本艦はニューヨーク海軍工廠(その後、ブルックリン海軍工廠に改名)で建造される。 1937年(昭和12年)10月27日に起工した。 1941年(昭和16年)4月9日に就役したが、いくつかの不具合に悩まされた。 太平洋戦争開戦後の1942年(昭和17年)8月よりフレッチャー提督の機動部隊に所属して、ウォッチタワー作戦にともなう輸送部隊の護衛、航空母艦の直衛といった任務に就いた。第二次ソロモン海戦では、空母エンタープライズの直衛艦として活躍した。 同年9月15日、伊号第十九潜水艦(潜水艦長木梨鷹一少佐)の魚雷攻撃により空母ワスプが沈没し、さらにノースカロライナと駆逐艦オブライエンにも魚雷が命中する。オブライエンは避退中に沈没、ノースカロライナは中破した。修理後、機動部隊の護衛や、上陸作戦における支援砲撃任務に従事した。戦争末期には日本本土への艦砲射撃も行った。
第2次世界大戦後は練習艦として用いられ、その後予備艦艇として保管されたのち退役し、現在も記念艦として現存している。
ノースカロライナ級戦艦2隻は、標準型戦艦以前に建造された旧式戦艦の代艦として計画された。その建造は、1936年(昭和11年)6月3日に議会の承認を得た。2隻の艦名は建造前から公表されている。ノースカロライナは工事予定を前倒して、1937年(昭和12年)10月27日にニューヨーク海軍工廠(その後、ブルックリン海軍工廠に改名)で起工した。
1940年(昭和15年)6月13日、、イザベル・ホーイ(ノースカロライナ州知事の娘)の手によって進水した。本艦進水後、ブルックリン海軍工廠ではただちに高速戦艦「アイオワ」の建造を開始した。 同年12月末には、工期を四ヶ月早めて1941年7月中旬竣役予定との報道があった。
1941年(昭和16年)4月9日、ノースカロライナは初代艦長オーラフ・M・ハストベット大佐の指揮下就役した。 折しもUボートの雷撃で損傷したイギリス海軍の戦艦マレーヤが、アメリカで入渠修理をおこなうためニューヨーク港に到着し、ノースカロライナの就役を待っていた。 ノースカロライナは同年7月にハワイ諸島へ回航され、太平洋艦隊の旗艦になる予定と報道された。しかし、艤装工事と試運転の際にいくつかの不具合が発覚し、特に機関の推進器の振動による問題は後部デッキの居住性を著しく損うものであった。これらの点を改修するためにシャフトとプロペラの修理が幾度となく行われ、最終的には振動を危険水準以下に抑えることに成功したが、実戦投入可能な状態になるまでには時間を要し、そのため、「ショウボート」(Showboat:「見せかけだけの(使えない)軍艦」という意味)、「USO ノースカロライナ」(USO North Carolina:修理で本土にいる期間が長いため、他の艦艇よりも多くメディアの目に触れることを揶揄して艦船接頭辞(USS)と米国慰問協会(USO)を掛けたもの)と呼ばれた。

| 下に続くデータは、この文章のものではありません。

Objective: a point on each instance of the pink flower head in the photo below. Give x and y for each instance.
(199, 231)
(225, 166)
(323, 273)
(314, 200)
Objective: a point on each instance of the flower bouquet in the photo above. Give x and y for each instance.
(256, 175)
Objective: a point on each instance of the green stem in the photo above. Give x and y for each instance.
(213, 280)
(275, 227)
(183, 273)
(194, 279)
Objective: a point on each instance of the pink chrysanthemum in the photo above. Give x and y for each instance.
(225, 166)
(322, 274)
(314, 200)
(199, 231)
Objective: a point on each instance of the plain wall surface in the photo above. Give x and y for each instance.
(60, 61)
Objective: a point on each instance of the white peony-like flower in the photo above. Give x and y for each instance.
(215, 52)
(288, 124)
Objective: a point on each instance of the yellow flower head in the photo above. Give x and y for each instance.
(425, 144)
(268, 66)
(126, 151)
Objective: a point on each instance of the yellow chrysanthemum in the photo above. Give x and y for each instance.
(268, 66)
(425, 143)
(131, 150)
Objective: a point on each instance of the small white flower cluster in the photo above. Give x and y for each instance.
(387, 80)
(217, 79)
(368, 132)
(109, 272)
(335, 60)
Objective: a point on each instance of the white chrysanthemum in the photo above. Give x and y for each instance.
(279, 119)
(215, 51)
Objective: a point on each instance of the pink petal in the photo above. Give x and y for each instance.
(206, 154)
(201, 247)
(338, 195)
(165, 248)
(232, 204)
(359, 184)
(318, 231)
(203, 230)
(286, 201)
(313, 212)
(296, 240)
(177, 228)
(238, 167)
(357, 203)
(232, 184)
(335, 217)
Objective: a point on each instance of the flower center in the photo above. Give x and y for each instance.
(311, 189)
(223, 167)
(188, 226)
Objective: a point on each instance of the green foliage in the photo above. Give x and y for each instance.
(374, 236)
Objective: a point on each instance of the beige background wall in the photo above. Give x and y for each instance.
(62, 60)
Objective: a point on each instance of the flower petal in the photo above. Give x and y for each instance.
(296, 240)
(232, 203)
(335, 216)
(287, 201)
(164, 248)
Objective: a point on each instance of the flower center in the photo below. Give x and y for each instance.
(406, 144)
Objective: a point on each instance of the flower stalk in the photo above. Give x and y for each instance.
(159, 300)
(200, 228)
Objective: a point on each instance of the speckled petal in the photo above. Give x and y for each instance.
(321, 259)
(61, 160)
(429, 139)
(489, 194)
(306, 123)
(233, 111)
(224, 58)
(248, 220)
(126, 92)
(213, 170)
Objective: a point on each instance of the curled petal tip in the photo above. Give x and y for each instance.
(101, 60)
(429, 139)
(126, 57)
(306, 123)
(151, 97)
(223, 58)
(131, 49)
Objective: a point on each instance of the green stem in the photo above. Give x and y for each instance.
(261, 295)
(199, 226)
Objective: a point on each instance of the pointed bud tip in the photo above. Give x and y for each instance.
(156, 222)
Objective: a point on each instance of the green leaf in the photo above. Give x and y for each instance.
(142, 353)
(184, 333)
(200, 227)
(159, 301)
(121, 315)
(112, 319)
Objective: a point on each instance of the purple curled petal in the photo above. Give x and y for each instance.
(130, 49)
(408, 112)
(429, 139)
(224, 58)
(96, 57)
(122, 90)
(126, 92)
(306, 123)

ノースカロライナは太平洋戦争が始まる前にカリブ海で整備を完了させ、集中的に訓練を実施した。本級2隻は大西洋艦隊 (United States Atlantic Fleet) の第六戦艦戦隊 (Battleship Division 6) として太平洋戦争開戦を迎える。

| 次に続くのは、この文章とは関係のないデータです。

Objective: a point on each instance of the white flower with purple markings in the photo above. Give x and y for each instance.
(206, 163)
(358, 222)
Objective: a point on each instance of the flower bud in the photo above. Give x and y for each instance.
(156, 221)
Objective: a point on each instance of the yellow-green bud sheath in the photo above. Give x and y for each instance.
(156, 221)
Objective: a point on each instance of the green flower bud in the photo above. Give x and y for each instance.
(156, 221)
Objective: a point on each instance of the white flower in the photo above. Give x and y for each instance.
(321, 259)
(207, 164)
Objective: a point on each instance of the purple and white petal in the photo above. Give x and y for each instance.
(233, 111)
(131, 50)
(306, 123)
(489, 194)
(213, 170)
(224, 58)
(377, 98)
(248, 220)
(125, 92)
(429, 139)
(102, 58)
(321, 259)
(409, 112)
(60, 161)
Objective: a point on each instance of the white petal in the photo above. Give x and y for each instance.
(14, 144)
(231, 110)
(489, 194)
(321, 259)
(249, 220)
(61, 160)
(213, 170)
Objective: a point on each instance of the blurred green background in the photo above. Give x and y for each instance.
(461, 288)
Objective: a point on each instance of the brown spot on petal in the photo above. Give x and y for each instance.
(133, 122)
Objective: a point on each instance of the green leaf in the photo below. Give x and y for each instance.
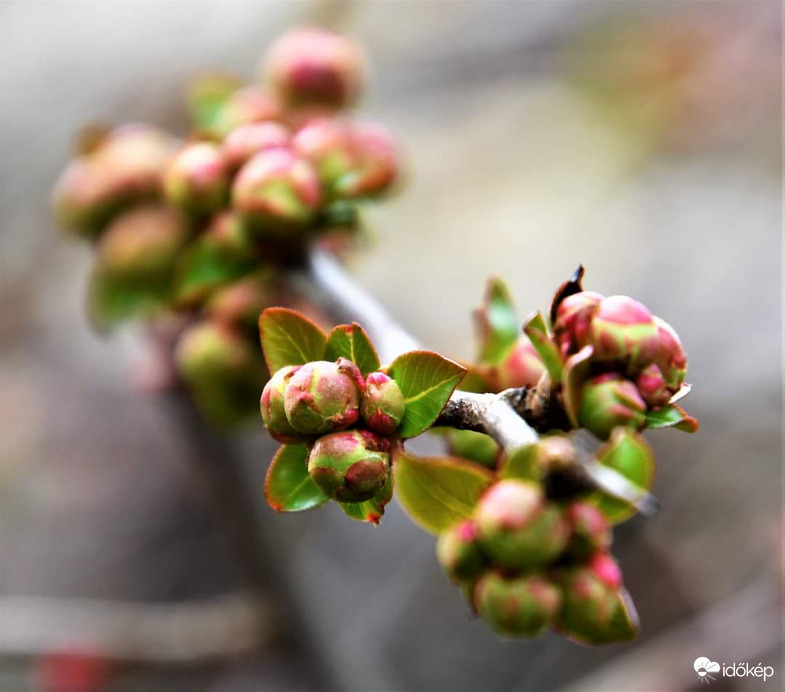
(351, 341)
(288, 486)
(536, 329)
(289, 338)
(370, 511)
(629, 454)
(427, 380)
(437, 492)
(497, 323)
(671, 417)
(521, 464)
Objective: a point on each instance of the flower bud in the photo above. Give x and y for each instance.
(278, 189)
(197, 179)
(311, 65)
(376, 167)
(248, 140)
(350, 466)
(623, 331)
(573, 319)
(671, 357)
(652, 386)
(459, 553)
(142, 244)
(272, 405)
(521, 367)
(518, 528)
(589, 531)
(517, 607)
(595, 609)
(327, 144)
(124, 167)
(608, 401)
(382, 404)
(322, 397)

1942年(昭和17年)6月10日、ノースカロライナはパナマ運河を渡って太平洋に転じた。空母ヨークタウンがミッドウェー海戦で沈没したので、空母戦力を補充するために正規空母ワスプも大西洋から太平洋に転戦した。
1942年(昭和17年)8月7日、アメリカ海軍はウォッチタワー作戦により、ガダルカナル島とフロリダ諸島(ツラギ島)にアメリカ海兵隊を上陸させた(ガダルカナル島の戦い、フロリダ諸島の戦い)。アメリカ軍は日本軍に勝利するために飛び石作戦(アイランドホッピング)を開始した。上陸作戦を、フレッチャー中将が指揮する第61任務部隊の空母3隻(サラトガ、エンタープライズ、ワスプ)が支援する。第61任務部隊の護衛艦艇は、戦艦1隻(ノースカロライナ)と重巡洋艦5隻、軽巡洋艦アトランタと駆逐艦多数で構成されていた(連合軍、戦闘序列)。ノースカロライナは航空支援部隊の空母エンタープライズを護衛した。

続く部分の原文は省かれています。